Batalha de MCs no centro de Uberlândia: é o povo que chegou para ficar





Bonés de aba reta, cabelos black, alargadores nas orelhas e outros tantos adereços que compõem estilos em que se veste a juventude do povo brasileiro ocuparam a cena durante a Batalha de MCs e Arena Break que ocorreu no centro de Uberlândia neste sábado dia 21 de maio.
Os jovens implodiam assim a estética impositiva provinda de muitos que moram nas proximidades daquela região da cidade, que por um certo elitismo ainda vigorante, não costuma acolher tão bem assim a diversidade.
 Aquela região próxima ao núcleo fundador da cidade, onde moravam/moram os coronéis locais poderíamos fazer alusão a algo que seria como uma “cidade velha”. Contudo que se transmuta pela presença daqueles jovens com seus versos e beats, em uma cidade que reivindica ser nova, uma novidade. Uma novidade feita pelo que emerge enquanto resistência ao que é dominante. Querem que a cidade tenha rap e, não querem ter apenas voz (pois já tem e mandam incrivelmente bem nisso), querem que estejam com os seus, para que possam se ouvir e falar (Juntos).
Construir suas formas próprias de viver e fazer a paisagem da cidade.
O local escolhido pelos organizadores, inicialmente seria a chamada Praça Bicota, que recebeu esse nome devido a uma sorveteria que ali fica situada. Mas, por ser um local pequeno e que não comportaria todas as pessoas a atividade foi deslocada para outra praça ali próxima:  a praça da Igreja do Rosário.

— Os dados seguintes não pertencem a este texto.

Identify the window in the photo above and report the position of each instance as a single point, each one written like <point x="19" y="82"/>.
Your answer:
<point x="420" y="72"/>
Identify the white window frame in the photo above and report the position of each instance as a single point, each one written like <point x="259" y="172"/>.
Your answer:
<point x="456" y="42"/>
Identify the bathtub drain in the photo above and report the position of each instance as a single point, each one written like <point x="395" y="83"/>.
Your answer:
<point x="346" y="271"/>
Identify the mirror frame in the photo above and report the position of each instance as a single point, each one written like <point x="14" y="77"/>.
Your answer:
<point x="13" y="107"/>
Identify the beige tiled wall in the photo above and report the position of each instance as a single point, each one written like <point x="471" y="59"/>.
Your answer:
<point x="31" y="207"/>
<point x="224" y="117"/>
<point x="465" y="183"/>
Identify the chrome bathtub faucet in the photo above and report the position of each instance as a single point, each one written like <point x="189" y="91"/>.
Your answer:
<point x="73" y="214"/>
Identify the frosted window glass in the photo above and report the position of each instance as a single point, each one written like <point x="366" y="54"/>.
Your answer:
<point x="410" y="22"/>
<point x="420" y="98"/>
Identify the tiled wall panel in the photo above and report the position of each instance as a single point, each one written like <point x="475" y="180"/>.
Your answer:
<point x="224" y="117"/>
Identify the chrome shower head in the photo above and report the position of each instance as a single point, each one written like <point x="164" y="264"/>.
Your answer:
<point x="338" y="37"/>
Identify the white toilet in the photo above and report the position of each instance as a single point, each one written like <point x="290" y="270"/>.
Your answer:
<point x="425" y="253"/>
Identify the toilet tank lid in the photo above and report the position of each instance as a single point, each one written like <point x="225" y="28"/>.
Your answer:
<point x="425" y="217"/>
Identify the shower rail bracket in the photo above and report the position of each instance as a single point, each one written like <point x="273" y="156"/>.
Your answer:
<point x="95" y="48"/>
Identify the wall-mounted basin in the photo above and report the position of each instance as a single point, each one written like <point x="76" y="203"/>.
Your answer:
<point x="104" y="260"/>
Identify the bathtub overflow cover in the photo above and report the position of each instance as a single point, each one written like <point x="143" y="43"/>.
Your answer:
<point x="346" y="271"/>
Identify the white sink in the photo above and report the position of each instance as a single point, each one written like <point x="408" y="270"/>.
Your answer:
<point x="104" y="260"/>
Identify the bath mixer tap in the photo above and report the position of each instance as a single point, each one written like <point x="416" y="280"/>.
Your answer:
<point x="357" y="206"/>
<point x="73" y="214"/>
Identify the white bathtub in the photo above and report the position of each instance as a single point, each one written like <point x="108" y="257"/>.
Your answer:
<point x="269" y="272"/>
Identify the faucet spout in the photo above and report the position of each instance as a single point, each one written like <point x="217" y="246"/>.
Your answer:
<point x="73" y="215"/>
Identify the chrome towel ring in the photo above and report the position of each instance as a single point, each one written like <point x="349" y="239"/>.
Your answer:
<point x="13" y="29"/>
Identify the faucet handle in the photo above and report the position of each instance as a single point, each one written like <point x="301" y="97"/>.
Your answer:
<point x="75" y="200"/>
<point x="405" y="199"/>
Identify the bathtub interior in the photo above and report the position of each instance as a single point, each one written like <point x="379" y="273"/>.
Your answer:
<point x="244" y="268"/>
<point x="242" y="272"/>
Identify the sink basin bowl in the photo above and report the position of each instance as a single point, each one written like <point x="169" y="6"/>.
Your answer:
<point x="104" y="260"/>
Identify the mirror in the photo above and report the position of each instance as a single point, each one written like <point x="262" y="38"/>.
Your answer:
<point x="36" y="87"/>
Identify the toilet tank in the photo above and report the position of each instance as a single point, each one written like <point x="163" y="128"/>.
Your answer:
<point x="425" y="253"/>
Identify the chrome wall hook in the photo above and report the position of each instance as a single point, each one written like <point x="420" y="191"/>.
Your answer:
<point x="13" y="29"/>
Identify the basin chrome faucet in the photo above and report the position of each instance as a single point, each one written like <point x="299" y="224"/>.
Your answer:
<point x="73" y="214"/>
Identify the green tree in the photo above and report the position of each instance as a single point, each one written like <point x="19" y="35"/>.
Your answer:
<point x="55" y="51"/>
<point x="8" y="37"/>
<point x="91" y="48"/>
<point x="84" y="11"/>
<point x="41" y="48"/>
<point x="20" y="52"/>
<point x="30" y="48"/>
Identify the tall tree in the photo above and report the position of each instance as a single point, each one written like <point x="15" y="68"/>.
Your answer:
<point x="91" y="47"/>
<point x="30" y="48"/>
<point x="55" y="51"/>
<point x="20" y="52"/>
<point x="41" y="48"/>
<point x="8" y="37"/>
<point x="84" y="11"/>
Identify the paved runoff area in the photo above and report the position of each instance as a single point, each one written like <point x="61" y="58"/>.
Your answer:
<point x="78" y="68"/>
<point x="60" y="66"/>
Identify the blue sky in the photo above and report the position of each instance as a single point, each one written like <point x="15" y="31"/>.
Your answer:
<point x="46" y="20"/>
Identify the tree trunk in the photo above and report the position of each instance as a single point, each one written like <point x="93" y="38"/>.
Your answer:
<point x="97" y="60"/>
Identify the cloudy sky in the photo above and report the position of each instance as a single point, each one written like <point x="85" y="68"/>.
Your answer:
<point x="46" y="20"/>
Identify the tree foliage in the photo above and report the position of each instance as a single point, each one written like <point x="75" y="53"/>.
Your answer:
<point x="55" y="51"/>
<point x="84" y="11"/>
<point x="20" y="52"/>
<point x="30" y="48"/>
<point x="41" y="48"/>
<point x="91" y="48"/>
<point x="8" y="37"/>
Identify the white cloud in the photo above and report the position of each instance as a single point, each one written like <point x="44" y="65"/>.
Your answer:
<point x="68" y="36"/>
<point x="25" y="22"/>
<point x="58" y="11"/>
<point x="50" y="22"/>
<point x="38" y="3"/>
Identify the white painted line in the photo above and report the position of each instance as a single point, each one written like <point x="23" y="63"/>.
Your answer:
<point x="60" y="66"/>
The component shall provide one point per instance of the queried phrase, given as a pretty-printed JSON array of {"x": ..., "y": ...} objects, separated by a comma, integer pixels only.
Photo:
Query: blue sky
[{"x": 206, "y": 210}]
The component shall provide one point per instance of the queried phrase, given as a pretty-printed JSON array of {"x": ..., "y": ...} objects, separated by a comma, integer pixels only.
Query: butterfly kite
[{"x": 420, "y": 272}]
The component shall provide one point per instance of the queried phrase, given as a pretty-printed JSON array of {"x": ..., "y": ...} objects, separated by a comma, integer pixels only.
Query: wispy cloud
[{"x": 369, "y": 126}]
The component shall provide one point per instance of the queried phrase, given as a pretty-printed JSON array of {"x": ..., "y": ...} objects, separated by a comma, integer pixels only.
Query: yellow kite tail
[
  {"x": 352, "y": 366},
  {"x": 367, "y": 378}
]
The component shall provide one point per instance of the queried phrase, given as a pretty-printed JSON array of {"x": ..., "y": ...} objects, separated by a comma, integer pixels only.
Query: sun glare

A igreja em que frequentavam as negras e negros que se libertaram da escravidão agora em seu entorno é tomada pela juventude dos bairros populares e da periferia de Uberlândia. O local de sociabilidade e de relações sociais do povo negro de ontem, em que exprimiam dentro de pressões sua cultura, seu modo de viver, hoje se fez o lugar em que os jovens da cidade da classe trabalhadora, em grande parte também negros, manifestem suas artes, suas rimas e seu jeito de ser.
Jovens que ocupam a cidade com alegria, dizendo que querem fazer acontecer. Com o mesmo ímpeto e vontade de quem não abaixa a cabeça, de quem rompeu as correntes para livre poder ser. Mostram assim que a juventude quer viver, quer ter lazer, cultura, educação e artes. Quer uma cidade que acolha as diferenças, que seja acessível a todos e todas, sem que se feche em muros, ou que segregue quem não concorde com a normas instituídas.




ESSA JUVENTUDE DO BRASIL! É FOGO NO PAVIL!